Injuries of the flexor finger apparatus are very common. Primarily, it is routinely treated by suture of the tendon.
Isolated deep flexor injuries, when the flexion restriction only reaches the DIP joint, are sometimes overlooked by the surgeon or by the patients themselves, especially if the deep flexor is injured, after a closed rupture or cutaneous injury with a small skin wound. The patient is then sent to a department specializing in hand surgery after a few weeks.
Subsequent shortening of the tendon apparatus makes flexor suture more difficult or sometimes even impossible. Many ways of suturing the tendons and subsequent treatment are described.
The treatment results vary immensely. It depends on the mechanism of injury, injury zone, the suture suture technique used, time that has elapsed since primary treatment, surgeon experience and subsequent postoperative and rehabilitative care.
One of them is reconstruction of the flexor apparatus by primary transplantation of an autologous tendon graft. Most commonly, the tendon graft is taken from the palmaris longus from the same hand.
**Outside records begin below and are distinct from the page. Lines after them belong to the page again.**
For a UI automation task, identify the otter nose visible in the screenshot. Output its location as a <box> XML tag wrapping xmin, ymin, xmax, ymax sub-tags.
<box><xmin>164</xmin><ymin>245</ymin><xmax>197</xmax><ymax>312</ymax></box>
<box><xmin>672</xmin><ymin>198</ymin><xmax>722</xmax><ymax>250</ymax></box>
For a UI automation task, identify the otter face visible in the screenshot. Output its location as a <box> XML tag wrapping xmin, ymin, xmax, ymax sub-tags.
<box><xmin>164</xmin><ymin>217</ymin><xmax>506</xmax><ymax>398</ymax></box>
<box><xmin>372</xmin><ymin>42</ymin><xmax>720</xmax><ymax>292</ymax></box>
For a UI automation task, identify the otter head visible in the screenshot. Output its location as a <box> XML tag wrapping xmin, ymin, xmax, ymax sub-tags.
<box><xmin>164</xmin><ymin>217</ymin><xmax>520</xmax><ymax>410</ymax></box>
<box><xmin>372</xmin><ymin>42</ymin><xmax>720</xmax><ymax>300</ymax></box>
The tendon graft can subsitute the entire area of zones I and II. The tendon suture is made in the palm proximal to the Al pulley outside the tendon sheath in the area where the muscular belly of the lumbricalis is located on the tendon of the deep flexor.
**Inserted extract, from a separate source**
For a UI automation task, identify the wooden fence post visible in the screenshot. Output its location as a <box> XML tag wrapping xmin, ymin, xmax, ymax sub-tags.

The distal end is reinserted to the base of the distal phalanx. The primary use of the autologous tendon graft can be used in the reconstruction of obsolete deep-flexor injuries in Zone II, but also in primary treatments.
This type of treatment has a number of advantages. Performing the reinforcement of the tendon at the base of the distal phalanx and the suture in the palm of the hand completely eliminates the complications caused by the tendon suture in zone II.
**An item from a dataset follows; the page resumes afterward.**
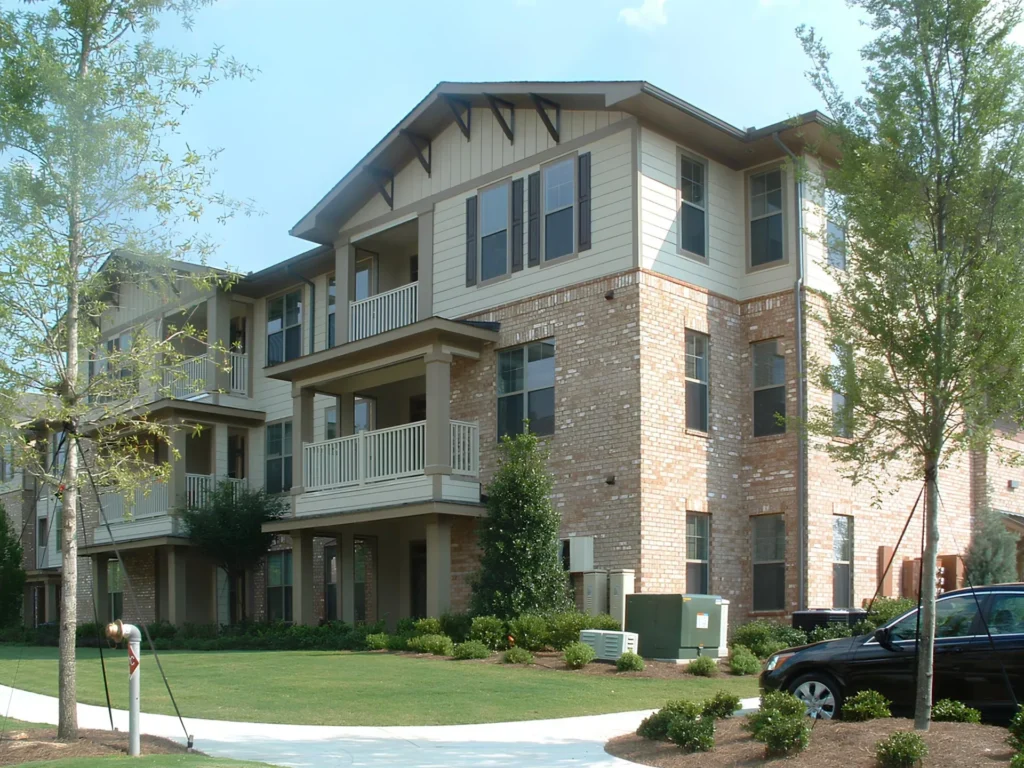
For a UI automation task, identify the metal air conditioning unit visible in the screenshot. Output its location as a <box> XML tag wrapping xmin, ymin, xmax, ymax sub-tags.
<box><xmin>580</xmin><ymin>630</ymin><xmax>640</xmax><ymax>662</ymax></box>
There is no injury to the tendon sheath, or the need for intersection of the tendons. The transplanted tendon is smaller in diameter than the deep flexor, so it can also be used for older injuries when the tendon sheath is in partially missing.
It removes painful palmar resistance by restoring the right position and a tension of tendon of lumbricalis and the tendon of the deep flexor. This type of reconstruction allows immediate active or semi-rehabilitation of the hand and fingers.